The lessons of Troughgate for planning
Town & Country Planning, June 2009
A Troughgate, they are starting to call it. The parliamentary expenses story is moving so fast, as I write, that this column may be wholly overtaken by events. It might even be called something else by then.
But, as of today, the main feeling it gives me, as well as enjoying the stories about the moat and duck island on expenses, is a whiff of nostalgia for my own first years working in a local newspaper. I remember my editor flinging my expenses claim back unsigned onto my desk.
“For God’s sake,” he would say. “Do you want to ruin it for everyone else? Add some bloody noughts.”
Yes, Troughgate is – above all else – a wonderful example of the great English tradition of fiddling our expenses. Or, as you might put it, the perks of the job.
A generation or more ago, there was hardly a job which didn’t have some perk attached to it. Nor was this some kind of trade union perversity: there was a medieval tradition which allotted to agricultural workers the surplus of the food from the fields.
There is nothing wrong with this, it seems to me. Quite the reverse. In fact, British life would be poorer without that labyrinthine system of ‘grace and favour’ apartments for obscure servants of the establishment. You can almost understand, in the middle of this, how our parliamentarians could tiptoe into such disaster.
Yet not quite. There must be hardly a word on the whole affair still unprinted, but what I find most peculiar about it all is why the political parties took no evasive action at all. Here they are, whole Westminster bar-rooms full of political antennae like razors, yet even some of those at the forefront of campaigning for openness seem to have misjudged the public mood.
Only when the first expense claims were published in the Daily Telegraph did the whips offices start desperately phoning round to discover what else was likely to emerge, hoping they could possibly carve out a public position which would not leave their colleagues out to dry.
The truth is that our parliamentarians have presided over a huge shift in the perks culture in our workplaces over two decades. They have ushered in our useless systems of centralised targets and delusory efficiency – which have long since excised padded expenses from our national life – but never quite applied that to their own lives.
So the central question at the heart of all this is not so much why MPs believed themselves immune, but why is our parliamentary system so appallingly bad at looking ahead.
Even when it must have been obvious what would happen, what would be revealed, and what people would think – our political machines took no action. In short, why do we have a presiding institution which is quite so bad at planning?
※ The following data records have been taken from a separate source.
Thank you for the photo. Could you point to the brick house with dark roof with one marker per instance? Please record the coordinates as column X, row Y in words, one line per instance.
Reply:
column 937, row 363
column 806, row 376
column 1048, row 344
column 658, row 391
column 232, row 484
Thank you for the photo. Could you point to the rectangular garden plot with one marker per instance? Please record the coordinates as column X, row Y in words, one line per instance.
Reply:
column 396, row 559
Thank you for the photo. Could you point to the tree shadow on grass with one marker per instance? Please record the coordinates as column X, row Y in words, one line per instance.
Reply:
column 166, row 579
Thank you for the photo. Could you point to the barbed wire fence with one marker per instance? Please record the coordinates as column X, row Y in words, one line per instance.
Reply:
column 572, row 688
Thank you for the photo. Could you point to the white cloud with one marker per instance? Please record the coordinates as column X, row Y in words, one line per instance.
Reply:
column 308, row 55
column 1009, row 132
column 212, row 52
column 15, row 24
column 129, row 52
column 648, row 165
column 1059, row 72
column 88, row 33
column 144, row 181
One reason has to be the shape of Parliament. Its propensity to give absolute power to those who win the slenderest majority has always had a blurring effect on its occupants. The two skills encouraged in parliamentarians are: (a) How to do absolutely nothing about a quite obvious trend for decades in a row, and (b) How to ride roughshod over the opposition when you change your mind.
But that doesn’t seem quite enough of an explanation. The terrifying blindness of parliament seems me to be a side-effect of over-centralised power.
They have no political or constitutional requirement to look beyond the walls of their ivory tower, at least beyond the three-fold institutions that rule on our behalf – Westminster, Whitehall and the City.
They have no need to inform themselves how the world actually works, beyond their symbolic parliamentary excursions around the world. They have no great desire to keep in touch with shifts in people’s thinking, and of course they couldn’t see people’s likely reaction to their widescreen TVs clearly enough.
What is terrifying about Troughgate is not so much the vision of greed – and let’s not forget that we need our elected representatives to live in two places at once – but their abject failure to see the world as it is, and their miserable failure therefore to plan. Even when their own futures were on the line.
I’m reminded what MP Richard Bacon said about the propensity of government IT projects to hurtle towards disaster in the same way. “In the public sector," he said, "you get this willingness to grind onwards towards the abyss.”
I suppose it might be possible to argue that you can do planning from the centre, using the screeds of data that pours out of the universities and research centres. Stalin certainly thought so.
But the lessons of targets over the past decade is that the data is rarely accurate – Goodhart’s Law suggests that it will never be so if it is used to control people. And even when it is accurate it requires some sense of life at local level to make sense of it, to work out what causes what.
That is, in the end, why planning is never very effective when it is done from ivory towers. The scary vision of just how hopeless our elected representatives are at planning, even in their own interests, seems to me to be another nail in the coffin of our miserable ineffectual centralised systems.
But then, I would think that, wouldn’t I.